Efficient and scalable synthesis of highly aligned and compact two-dimensional nanosheet films with record performances.

It is crucial to align two-dimensional nanosheets to form a highly compact layered structure for many applications, such as electronics, optoelectronics, thermal management, energy storage, separation membranes, and composites. Here we show that continuous centrifugal casting is a universal, scalable and efficient method to produce highly aligned and compact two-dimensional nanosheets films with record performances. The synthesis  mechanism, structure  control and property  dependence of alignment and compaction of the films are discussed. Significantly, 10-µm-thick graphene oxide films can be synthesized within 1 min, and scalable synthesis of meter-scale films is demonstrated. The reduced graphene oxide films show super-high strength (~660 MPa) and conductivity (~650 S cm-1). The reduced graphene oxide/carbon nanotube hybrid-film-based all-solid-state flexible supercapacitors exhibit ultrahigh volumetric capacitance (407 F cm-3) and energy density (~10 mWh cm-3) comparable to that of thin-film lithium batteries. We also demonstrate the production of highly anisotropic graphene nanocomposites as well as aligned, compact films and vertical heterostructures of various nanosheets.

Green synthesis of graphene oxide by seconds timescale water electrolytic oxidation.

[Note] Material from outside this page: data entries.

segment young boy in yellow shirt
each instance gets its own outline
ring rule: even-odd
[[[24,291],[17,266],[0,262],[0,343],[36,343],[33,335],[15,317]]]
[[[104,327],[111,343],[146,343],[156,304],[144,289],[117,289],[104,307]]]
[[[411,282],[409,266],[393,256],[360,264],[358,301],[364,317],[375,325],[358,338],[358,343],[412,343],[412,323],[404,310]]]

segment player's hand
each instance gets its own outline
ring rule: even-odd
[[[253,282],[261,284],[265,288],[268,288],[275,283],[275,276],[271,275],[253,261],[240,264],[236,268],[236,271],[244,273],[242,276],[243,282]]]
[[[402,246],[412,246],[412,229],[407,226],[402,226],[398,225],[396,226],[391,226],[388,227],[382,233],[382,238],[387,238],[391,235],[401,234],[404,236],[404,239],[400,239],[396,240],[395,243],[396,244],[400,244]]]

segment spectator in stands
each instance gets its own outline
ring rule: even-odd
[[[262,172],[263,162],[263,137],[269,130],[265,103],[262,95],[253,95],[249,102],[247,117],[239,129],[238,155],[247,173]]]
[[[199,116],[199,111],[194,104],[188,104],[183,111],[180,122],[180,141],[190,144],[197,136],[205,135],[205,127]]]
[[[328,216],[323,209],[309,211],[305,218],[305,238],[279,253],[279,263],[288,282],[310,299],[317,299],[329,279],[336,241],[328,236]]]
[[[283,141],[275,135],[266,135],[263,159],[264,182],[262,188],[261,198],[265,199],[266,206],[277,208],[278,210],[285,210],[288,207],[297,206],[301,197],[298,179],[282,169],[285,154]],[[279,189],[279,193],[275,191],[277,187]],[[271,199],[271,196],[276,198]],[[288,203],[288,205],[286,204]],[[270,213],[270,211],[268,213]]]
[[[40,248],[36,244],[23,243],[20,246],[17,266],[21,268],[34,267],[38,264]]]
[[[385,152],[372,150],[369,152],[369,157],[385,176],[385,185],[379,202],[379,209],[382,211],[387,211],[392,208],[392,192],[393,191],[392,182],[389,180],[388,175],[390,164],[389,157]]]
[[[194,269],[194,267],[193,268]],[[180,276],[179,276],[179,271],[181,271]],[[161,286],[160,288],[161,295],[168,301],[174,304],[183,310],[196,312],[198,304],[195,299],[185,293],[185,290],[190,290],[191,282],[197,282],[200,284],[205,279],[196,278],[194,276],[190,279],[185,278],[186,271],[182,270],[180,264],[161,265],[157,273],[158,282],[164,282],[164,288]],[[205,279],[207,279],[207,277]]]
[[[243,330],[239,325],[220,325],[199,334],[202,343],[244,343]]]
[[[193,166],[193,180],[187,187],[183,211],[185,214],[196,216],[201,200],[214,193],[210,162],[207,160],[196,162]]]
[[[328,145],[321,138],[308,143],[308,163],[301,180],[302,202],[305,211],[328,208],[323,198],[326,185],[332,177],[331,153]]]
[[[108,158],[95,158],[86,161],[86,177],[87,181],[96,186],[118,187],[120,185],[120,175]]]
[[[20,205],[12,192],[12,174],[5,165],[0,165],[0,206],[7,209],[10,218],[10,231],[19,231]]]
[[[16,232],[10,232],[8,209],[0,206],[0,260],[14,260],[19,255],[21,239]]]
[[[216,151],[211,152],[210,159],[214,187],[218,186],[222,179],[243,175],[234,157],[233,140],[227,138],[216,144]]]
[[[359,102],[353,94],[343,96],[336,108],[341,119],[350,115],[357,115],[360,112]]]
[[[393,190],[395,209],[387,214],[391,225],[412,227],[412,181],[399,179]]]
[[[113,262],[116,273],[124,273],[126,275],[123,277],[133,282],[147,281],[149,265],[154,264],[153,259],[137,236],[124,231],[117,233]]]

Graphene oxide is highly desired for printing electronics, catalysis, energy storage, separation membranes, biomedicine, and composites. However, the present synthesis methods depend on the reactions of graphite with mixed strong oxidants, which suffer from explosion risk, serious environmental pollution, and long-reaction time up to hundreds of hours. Here, we report a scalable, safe and green method to synthesize graphene oxide with a high yield based on water electrolytic oxidation of graphite. The graphite lattice is fully oxidized within a few seconds in our electrochemical oxidation reaction, and the graphene oxide obtained is similar to those achieved by the present methods. We also discuss the synthesis mechanism and demonstrate continuous and controlled synthesis of graphene oxide and its use for transparent conductive films, strong papers, and ultra-light elastic aerogels.